Abatacept works by interfering with the T-cell activation response. As with rituximab, it is licensed for prescription when other DMARDs, including tumour-necrosis factor (TNF) inhibitors, have failed.
Research has shown that among patients with RA taking methotrexate, who were also given 10mg/kg body weight intravenous abatacept, 40 per cent had a 50 per cent cut in RA symptoms on the ACR measure.
Tocilizumab is not yet licensed for use in RA, but is used to treat Castleman's disease in Japan, report the researchers. The drug targets interleukin 6, which is involved in RA pathogenesis.
Phase-II trial data indicates that, used in combination with methotrexate, an ACR response rate of 50 per cent was found in 40 per cent of patients.

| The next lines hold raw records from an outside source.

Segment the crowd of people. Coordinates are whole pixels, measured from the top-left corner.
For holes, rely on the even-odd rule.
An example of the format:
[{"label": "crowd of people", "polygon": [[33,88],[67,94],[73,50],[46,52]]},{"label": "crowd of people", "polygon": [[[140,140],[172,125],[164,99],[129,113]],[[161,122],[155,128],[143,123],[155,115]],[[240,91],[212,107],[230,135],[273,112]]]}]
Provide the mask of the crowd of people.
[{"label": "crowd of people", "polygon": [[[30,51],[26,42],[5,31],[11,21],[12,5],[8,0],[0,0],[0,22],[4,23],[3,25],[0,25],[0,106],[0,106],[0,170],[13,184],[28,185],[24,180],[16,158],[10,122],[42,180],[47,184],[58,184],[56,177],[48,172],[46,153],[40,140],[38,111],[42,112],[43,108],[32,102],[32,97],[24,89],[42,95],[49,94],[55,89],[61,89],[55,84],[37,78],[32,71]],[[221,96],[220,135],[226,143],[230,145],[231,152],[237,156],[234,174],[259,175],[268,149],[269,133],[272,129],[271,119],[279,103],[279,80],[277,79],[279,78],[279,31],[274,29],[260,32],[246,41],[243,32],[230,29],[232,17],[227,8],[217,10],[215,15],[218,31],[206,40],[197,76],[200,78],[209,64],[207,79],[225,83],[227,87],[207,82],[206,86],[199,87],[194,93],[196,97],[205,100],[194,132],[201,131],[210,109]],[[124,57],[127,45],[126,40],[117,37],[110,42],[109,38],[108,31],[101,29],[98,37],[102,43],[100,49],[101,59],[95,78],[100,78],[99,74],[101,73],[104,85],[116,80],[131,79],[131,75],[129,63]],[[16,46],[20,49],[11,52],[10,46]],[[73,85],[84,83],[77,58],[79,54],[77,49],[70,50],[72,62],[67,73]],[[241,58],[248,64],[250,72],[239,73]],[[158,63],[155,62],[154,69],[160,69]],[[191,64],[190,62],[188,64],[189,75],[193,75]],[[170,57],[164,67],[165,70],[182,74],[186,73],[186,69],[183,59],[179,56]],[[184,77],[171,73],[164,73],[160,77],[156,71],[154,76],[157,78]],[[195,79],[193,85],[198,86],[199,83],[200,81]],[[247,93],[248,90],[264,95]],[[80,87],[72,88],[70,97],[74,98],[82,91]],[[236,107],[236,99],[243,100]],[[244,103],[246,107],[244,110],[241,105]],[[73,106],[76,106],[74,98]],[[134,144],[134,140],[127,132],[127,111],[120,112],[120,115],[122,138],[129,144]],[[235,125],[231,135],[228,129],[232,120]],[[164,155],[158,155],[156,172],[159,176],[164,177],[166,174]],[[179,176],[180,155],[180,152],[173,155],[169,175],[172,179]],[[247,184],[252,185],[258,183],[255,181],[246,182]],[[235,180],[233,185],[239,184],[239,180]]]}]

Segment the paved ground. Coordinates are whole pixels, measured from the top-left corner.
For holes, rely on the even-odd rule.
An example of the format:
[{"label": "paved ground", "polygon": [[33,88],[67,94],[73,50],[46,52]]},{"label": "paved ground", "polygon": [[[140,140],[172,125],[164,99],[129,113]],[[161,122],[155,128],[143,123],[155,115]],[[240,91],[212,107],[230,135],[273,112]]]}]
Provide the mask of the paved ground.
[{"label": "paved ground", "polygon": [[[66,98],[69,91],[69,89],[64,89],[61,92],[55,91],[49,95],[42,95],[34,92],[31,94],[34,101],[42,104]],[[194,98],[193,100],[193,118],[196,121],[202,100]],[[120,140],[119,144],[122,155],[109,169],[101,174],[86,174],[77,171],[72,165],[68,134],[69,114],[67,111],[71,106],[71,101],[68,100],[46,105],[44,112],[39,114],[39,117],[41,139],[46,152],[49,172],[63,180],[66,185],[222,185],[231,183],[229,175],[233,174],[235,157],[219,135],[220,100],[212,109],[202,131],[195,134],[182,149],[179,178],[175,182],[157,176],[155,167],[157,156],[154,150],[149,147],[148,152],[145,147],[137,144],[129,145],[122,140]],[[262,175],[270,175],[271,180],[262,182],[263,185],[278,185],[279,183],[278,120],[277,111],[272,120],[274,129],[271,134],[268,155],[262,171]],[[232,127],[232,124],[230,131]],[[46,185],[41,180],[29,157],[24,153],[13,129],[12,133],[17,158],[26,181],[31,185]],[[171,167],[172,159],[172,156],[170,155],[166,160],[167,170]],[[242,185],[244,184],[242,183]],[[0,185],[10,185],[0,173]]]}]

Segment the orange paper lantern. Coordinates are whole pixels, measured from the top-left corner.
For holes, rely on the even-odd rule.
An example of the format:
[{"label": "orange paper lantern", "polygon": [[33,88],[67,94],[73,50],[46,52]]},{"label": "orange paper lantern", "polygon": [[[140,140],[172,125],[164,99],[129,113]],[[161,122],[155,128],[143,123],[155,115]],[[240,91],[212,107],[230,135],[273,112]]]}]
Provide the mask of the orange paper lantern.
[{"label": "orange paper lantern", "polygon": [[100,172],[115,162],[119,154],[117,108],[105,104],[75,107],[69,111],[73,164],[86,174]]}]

Noted side-effects of the drugs include serious infections with rituximab and abatacept. Abatacept has also been linked with headache and dizziness.
Some patients who have taken tocilizumab have experienced headache, skin eruptions, stomatitis and fever, as well as increased cholesterol and liver enzymes.
What do the researchers say?
Lead researcher Professor Josef Smolen, from the Medical University of Vienna, said: 'With every new drug we have a number of patients we are able to treat.'
But patients with RA who are being treated successfully with established therapies should not be looking to switch to these newer therapies, he added. 'New does not necessarily mean better; new means new option.'
Professor Paul Emery, from the University of Leeds, also involved in the study, said: 'RA is treatable and some patients need complex therapies and need to be referred for specialist assessment.'
What do other experts say?
Professor David Scott, a rheumatologist in Norwich and medical advisor to the National Rheumatoid Arthritis Society, said the drugs could prove useful alternatives when anti-TNF drugs fail or prove unsuitable. This happens in around 30 per cent of patients.
'Anti-TNFs are not the answer to everybody's prayers, although for some people they are useful,' he said.
Professor Scott added that GPs 'should persuade their PCOs that patients with bad RA need these drugs'.